In the past 60 days, earnings estimates for fiscal 2023 have witnessed downward revisions of 4.8% to $14.08 per share. Let’s discuss the factors hurting the company’s performance.

Zacks Investment Research
Image Source: Zacks Investment Research

Primary Concerns

Domino's performance has been affected by higher inflationary pressures in commodity, labor and fuel costs (resulting from the macroeconomic environment in the U.S.) and staffing challenges.

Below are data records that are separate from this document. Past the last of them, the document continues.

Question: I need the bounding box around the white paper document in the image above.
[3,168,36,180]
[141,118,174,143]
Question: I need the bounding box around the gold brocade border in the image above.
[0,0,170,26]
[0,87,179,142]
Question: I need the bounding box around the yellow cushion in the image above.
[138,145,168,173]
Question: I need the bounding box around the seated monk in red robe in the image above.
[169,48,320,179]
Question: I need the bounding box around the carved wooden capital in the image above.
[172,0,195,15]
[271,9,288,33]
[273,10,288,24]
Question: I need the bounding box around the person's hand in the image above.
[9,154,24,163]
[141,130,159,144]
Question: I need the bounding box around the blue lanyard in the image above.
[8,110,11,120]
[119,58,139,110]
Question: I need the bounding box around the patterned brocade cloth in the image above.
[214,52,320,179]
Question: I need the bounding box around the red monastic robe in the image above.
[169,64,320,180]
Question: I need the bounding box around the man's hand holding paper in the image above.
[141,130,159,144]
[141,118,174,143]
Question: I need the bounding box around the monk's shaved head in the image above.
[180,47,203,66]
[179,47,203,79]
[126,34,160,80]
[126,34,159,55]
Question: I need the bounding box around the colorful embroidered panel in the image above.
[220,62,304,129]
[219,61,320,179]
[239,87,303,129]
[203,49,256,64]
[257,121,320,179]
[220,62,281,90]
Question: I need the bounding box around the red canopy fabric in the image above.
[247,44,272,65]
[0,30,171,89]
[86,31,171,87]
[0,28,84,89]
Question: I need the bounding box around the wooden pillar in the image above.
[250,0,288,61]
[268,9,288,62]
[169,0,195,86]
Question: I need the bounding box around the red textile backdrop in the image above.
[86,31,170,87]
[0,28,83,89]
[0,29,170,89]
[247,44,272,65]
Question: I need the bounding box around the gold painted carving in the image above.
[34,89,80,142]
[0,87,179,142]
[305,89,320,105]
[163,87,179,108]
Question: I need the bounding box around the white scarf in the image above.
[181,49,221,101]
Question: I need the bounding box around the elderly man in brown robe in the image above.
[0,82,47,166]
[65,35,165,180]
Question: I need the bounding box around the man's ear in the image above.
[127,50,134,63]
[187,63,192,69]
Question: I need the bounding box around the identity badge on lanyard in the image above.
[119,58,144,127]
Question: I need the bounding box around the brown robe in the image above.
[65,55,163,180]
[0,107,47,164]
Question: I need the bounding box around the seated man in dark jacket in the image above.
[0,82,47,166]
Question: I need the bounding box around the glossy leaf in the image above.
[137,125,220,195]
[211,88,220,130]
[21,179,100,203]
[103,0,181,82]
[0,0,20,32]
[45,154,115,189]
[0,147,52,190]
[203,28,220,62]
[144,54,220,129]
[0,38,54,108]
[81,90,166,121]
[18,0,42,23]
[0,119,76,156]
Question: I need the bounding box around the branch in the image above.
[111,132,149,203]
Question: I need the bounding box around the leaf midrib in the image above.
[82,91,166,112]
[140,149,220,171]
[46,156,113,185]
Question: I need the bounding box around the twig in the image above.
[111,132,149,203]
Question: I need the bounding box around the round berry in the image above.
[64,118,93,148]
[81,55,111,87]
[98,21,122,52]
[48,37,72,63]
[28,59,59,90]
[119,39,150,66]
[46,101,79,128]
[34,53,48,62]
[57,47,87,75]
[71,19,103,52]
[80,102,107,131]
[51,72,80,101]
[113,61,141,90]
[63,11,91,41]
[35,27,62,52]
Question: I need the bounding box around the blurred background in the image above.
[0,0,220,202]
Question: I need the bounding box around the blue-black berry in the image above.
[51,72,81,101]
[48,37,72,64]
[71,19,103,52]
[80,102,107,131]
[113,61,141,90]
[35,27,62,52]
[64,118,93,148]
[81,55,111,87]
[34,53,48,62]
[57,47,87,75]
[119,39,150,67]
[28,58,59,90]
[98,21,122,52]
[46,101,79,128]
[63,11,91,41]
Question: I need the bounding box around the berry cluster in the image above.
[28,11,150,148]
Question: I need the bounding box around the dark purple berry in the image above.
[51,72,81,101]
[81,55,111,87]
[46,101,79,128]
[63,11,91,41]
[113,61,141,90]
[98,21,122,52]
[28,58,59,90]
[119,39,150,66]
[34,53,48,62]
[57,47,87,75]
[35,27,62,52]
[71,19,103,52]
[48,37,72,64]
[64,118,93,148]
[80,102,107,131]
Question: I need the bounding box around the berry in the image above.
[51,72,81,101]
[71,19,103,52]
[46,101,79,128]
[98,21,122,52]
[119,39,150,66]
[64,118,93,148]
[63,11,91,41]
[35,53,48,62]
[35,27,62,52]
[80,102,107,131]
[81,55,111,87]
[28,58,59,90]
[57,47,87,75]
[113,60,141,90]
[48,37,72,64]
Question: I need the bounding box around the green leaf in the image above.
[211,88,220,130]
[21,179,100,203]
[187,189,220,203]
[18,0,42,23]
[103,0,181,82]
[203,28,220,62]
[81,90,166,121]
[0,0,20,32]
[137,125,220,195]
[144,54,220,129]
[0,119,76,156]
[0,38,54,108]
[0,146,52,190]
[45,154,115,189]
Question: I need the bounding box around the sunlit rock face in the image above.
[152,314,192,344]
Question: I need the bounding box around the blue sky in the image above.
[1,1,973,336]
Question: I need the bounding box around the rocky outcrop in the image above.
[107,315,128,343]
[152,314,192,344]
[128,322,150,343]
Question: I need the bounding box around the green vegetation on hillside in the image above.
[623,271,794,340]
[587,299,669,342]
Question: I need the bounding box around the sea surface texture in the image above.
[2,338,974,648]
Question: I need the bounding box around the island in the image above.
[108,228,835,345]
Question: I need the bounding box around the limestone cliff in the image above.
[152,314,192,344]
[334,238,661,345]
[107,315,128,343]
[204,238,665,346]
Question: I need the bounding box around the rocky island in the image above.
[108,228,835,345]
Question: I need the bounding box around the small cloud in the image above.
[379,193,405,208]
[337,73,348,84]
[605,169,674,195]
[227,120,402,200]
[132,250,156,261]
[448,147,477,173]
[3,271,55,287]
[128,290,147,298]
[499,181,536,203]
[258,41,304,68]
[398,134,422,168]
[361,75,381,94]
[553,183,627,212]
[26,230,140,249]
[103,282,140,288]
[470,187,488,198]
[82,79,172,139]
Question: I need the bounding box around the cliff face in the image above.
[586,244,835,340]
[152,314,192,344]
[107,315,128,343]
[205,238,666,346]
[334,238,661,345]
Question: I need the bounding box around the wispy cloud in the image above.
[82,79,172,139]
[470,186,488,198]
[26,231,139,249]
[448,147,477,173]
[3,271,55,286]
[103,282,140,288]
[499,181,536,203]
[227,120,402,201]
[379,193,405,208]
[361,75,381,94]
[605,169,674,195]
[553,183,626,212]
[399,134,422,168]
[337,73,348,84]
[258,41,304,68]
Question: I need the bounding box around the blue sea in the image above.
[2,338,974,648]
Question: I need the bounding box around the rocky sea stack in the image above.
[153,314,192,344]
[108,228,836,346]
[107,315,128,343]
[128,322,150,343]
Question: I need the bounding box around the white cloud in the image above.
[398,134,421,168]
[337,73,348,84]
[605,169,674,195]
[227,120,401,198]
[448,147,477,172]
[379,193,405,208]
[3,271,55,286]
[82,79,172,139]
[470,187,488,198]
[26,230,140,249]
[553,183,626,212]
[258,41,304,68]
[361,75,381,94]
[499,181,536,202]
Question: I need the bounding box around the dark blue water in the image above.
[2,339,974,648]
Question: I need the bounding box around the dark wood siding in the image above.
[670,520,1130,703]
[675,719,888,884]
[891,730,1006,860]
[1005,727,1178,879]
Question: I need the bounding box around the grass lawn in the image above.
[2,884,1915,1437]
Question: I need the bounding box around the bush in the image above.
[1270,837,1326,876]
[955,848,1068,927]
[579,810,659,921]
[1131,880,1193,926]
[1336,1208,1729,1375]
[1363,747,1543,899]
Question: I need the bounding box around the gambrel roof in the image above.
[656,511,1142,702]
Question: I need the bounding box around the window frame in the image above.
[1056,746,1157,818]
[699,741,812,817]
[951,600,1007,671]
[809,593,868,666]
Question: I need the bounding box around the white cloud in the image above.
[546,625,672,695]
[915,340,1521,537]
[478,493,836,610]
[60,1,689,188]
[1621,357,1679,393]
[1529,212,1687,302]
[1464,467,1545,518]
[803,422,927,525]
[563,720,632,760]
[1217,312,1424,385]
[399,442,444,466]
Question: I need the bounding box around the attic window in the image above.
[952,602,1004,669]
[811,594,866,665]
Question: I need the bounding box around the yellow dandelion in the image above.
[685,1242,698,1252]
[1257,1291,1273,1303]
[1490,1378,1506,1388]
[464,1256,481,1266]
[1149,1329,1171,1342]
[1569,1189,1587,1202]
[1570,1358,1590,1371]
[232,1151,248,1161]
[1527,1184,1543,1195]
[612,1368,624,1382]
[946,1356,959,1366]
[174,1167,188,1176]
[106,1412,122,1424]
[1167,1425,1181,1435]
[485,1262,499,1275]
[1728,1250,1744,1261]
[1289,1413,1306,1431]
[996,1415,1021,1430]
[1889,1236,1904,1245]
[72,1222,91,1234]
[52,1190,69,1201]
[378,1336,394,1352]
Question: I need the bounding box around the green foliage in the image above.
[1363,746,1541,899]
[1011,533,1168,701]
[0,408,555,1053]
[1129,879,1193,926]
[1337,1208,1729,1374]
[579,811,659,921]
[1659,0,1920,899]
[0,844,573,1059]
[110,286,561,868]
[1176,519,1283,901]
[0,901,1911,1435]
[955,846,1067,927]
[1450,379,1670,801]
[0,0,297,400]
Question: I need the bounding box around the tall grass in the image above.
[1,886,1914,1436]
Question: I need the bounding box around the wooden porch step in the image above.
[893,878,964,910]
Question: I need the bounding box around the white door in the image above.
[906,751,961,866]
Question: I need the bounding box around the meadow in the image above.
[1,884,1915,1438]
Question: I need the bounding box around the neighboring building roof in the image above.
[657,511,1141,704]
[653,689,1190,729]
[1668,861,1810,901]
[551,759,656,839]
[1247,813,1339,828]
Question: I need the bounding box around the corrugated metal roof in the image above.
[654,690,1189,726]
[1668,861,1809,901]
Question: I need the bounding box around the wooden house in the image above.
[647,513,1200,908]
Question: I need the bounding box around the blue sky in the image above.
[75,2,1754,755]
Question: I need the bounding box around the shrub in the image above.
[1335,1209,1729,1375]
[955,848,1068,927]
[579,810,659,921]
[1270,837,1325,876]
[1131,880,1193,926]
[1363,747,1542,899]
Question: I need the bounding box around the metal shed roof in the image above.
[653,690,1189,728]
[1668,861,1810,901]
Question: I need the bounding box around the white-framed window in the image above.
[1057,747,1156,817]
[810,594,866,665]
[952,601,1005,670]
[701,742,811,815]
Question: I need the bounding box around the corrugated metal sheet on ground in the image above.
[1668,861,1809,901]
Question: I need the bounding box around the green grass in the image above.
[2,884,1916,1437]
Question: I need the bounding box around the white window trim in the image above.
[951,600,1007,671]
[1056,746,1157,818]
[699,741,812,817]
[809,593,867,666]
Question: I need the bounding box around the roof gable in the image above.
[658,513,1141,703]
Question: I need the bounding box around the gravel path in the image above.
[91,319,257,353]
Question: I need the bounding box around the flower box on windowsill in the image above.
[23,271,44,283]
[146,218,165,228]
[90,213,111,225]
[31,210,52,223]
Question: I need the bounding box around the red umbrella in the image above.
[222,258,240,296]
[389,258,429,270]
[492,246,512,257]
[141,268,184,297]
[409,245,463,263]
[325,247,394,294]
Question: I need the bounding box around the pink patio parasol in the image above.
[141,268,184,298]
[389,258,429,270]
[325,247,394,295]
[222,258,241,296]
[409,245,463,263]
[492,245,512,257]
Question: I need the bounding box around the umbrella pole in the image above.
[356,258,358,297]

In the third quarter of fiscal 2022, the company’s total cost of sales amounted to $686.7 million compared with $612.8 million reported in the prior-year quarter. During the quarter, fuel and labor costs negatively impacted the supply chain margins. The company anticipates fluctuations in commodity prices (including wheat) and fuel costs arising from geopolitical risk and the impact on the overall macroeconomic environment.  It expects inflation to impact its delivery business owing to added expenses of fees and tips in the channel.

Domino's has been strategically increasing prices to mitigate the impact of inflation while maintaining a strong value proposition. For the fourth quarter of fiscal 2022, the company expects pricing to increase to approximately 7%.

High debt remains a concern for the company. Long-term debt (less current portion) at the end of the fiscal third quarter came in at $5,097.3 million compared with $4,989.6 million reported in the previous quarter. The company ended the fiscal third quarter with cash and cash equivalent of $114.8 million compared with $114.4 million reported in the previous quarter.

Although cash balances have improved sequentially, they may not be enough to manage the high debt level. Debt-to-capitalization ratio at the end of the fiscal third quarter came in at 616% compared with 583.3% reported in the previous quarter.

Key Picks

Some better-ranked stocks in the Zacks Retail – Restaurants industry are Wingstop Inc. (WING - Free Report) , Chuy's Holdings, Inc. (CHUY - Free Report) and Chipotle Mexican Grill, Inc. (CMG - Free Report) .

Wingstop sports a Zacks Rank #1. WING has a long-term earnings growth rate of 11%. Shares of WING have increased 4.3% in the past year.

The Zacks Consensus Estimate for Wingstop’s 2023 sales and EPS suggests growth of 18.1% and 16.4%, respectively, from the comparable year-ago period’s levels.

Chuy’s Holdings currently carries a Zacks Rank #2 (Buy). CHUY has a trailing four-quarter earnings surprise of 18.6%, on average. Shares of CHUY have increased 16.4% in the past year.

The Zacks Consensus Estimate for Chuy’s Holdings 2023 sales and EPS suggests growth of 8.6% and 11.7%, respectively, from the corresponding year-ago period’s levels.

Chipotle currently carries a Zacks Rank #2. CMG has a trailing four-quarter earnings surprise of 4.1%, on average. The stock has increased 1.6% in the past year.

The Zacks Consensus Estimate for Chipotle’s 2022 sales and EPS suggests growth of 15.1% and 31%, respectively, from the corresponding year-ago period’s levels.